As coisas acontecem com a gente (ou a gente faz as coisas acontecerem, no caso dele) e dificilmente paramos para pensar no efeito que causa nas pessoas. Fiquei dois dias na casa da Vanity, totalmente apática. "Ele está morto", era a única frase que ouvia em minha mente, por mais que eu tentasse, ela não ia embora. Era um eco maldito que não acabava nunca.

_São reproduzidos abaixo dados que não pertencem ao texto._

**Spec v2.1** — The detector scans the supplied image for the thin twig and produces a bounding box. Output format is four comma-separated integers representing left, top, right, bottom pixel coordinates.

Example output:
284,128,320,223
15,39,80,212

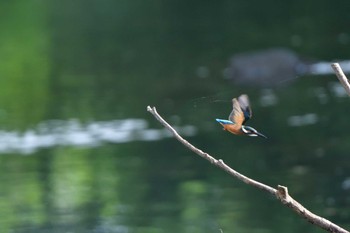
147,106,350,233
331,63,350,95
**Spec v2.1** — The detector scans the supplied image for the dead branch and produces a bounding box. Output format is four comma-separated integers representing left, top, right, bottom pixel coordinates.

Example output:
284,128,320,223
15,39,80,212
147,106,350,233
331,63,350,95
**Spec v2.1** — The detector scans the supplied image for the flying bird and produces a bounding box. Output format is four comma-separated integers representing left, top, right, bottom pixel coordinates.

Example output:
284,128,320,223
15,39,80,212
216,94,267,138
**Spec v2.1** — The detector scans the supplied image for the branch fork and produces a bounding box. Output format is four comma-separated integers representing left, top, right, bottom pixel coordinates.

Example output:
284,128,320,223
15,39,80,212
147,106,350,233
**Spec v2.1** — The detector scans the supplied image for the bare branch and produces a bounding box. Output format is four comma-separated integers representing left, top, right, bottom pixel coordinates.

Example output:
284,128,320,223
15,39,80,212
147,106,350,233
331,63,350,95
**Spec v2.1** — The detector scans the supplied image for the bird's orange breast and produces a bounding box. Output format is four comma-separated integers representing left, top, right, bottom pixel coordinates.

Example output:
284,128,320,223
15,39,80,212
222,124,243,135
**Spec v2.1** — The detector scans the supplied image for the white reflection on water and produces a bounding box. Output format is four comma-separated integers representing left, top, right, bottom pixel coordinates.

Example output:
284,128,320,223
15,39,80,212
288,113,318,126
0,119,197,154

"Sabia que aquele idiota de merda ia fazer alguma merda desse tipo!" Essa foi a outra frase que ecoava na minha cabeça com menos frequência. O Jack disse isso. Ele sempre procurava se manter distante de todas essas encrencas, os caras se ressentiam dele por isso, mas eu até conseguia entender. Ele era o único com um mínimo de lucidez e estava há anos cercado de um bando de moleques imbecis.

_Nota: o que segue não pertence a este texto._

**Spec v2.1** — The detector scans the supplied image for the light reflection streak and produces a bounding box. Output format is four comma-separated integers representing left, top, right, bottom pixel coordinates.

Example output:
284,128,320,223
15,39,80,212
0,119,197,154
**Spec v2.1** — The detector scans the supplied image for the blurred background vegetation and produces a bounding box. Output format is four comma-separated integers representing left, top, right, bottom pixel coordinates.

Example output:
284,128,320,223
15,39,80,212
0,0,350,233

E essa frase representava bem o que todos nós estávamos pensando, cada um com um sentimento diferente. A Vanity entrou no quarto dela, eu ainda estava totalmente grogue pelo sonífero para elefante que ela me dava. Ela se sentou do meu lado, e eu percebi que ela queria me dizer alguma coisa, mas não me importava.

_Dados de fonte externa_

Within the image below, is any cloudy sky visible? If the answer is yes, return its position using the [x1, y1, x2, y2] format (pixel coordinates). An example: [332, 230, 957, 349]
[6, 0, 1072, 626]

— Mav... — ela começou enquanto colocava a mão deslizando pelo meu ombro para me puxar para o ombro dela de novo. — Puta merda...eu nem sei como vou te contar essa...

— Morreu mais alguém? Quem foi agora?

Ela me levantou do ombro dela, segurando meus ombros com as duas mãos para olhar bem nos meus olhos.

— O Spark...ele...

Caralho! Eu sei que ele morreu, não tá bem óbvio?

— Ele está em casa.

Aquela frase não fez sentido nenhum e na verdade, acho que ela mesma não sabia muito bem se estava falando direito.

— Ele está em casa, Mav.

— Como assim? Velório? Quem decidiu isso?

— Mave, ele voltou. É isso...parece loucura o que eu tô falando, também não estava acreditando, mas é isso...espera...

A campainha tinha tocado e ela foi atender. Eu fiquei lá com mil nós de arame farpado dentro da cabeça. Morreu, não morreu, morreu mas está em casa? que merda é essa?

Quando ela voltou, o Tony estava vindo atrás dela.

— Puta merda... — bela forma de cumprimentar, não acham? — Mave, caralho...

A Vanity estava de braço cruzado na porta como uma mãe mostrando a filha bêbada pela primeira vez para um médico.

— Quando ela não está dormindo, ela fica assim.

— Vocês podiam parar de falar como se eu não estivesse aqui.

— Mave...puta merda... — o Tony se sentou do meu lado, e eu podia ver pelo jeito dele que ele devia estar cheirado e de ressaca. — Mandaram o Spark de volta para casa, ontem à noite.

— O quê?

— Olha só, eu não quero entrar em detalhes, mas do que eu entendi, ele morreu depois de um pico no hotel. A namorada de um dos caras chamou a ambulância, mas deram ele como morto. Um dos paramédicos insistiu até o coração dele voltar a bater...é loucura, eu sei, mas...

Eu olhava para ele e só conseguia escutar: morto, ambulância, médico, óbito...

— ...O cara voltou dos mortos, Mave. É isso.

— Resumiu bem, Van. — ele virou para mim de novo e nem quero imaginar como devia estar a minha cara. ele colocou a mão na minha perna olhando para mim com uma cara de "pois é". — é isso mesmo. Ele morreu, mas já passou. É absurdo, mas...ele é um absurdo ambulante...

Pra mim, eu estava em um universo paralelo onde todos eles eram capazes de brincar com a minha cara apesar do meu estado. Mas estava cansada demais até para mandar todo mundo tomar no cu.

— Aqui. — O Tony ligou para a casa dele. — Filho de uma puta desgraçado...quer ver do que eu tô falando? Aqui, Mav.

Ele me entregou o telefone e mandou eu escutar.

— Essa merda não tem graça, Tony.

— Escuta, faz o que eu tô mandando! Caralho...

"Olá...Você ligou para o Nikki. E...não posso atender no momento, porque estou morto. É..bom, preciso fazer algo a respeito.".

— Aquele...puta que pariu... — eu não conseguia acreditar naquela história absurda, mas era isso mesmo... — AQUELE FILHO DE UMA PUTA ARROMBADO! DESGRAÇADO! EU VOU MATAR ESSE IMBECIL! CARALHO!

E então, coisas voaram. O telefone voou para a parede e espatifou em mil pedaços, a mesinha ao lado da cama levou um chute e todos os potinhos de remédio, garrafa e copos de vidro com água, as flores, tudo em cacos espalhados no chão. Tive que comprar um espelho novo para a Vanity, e um carpete novo.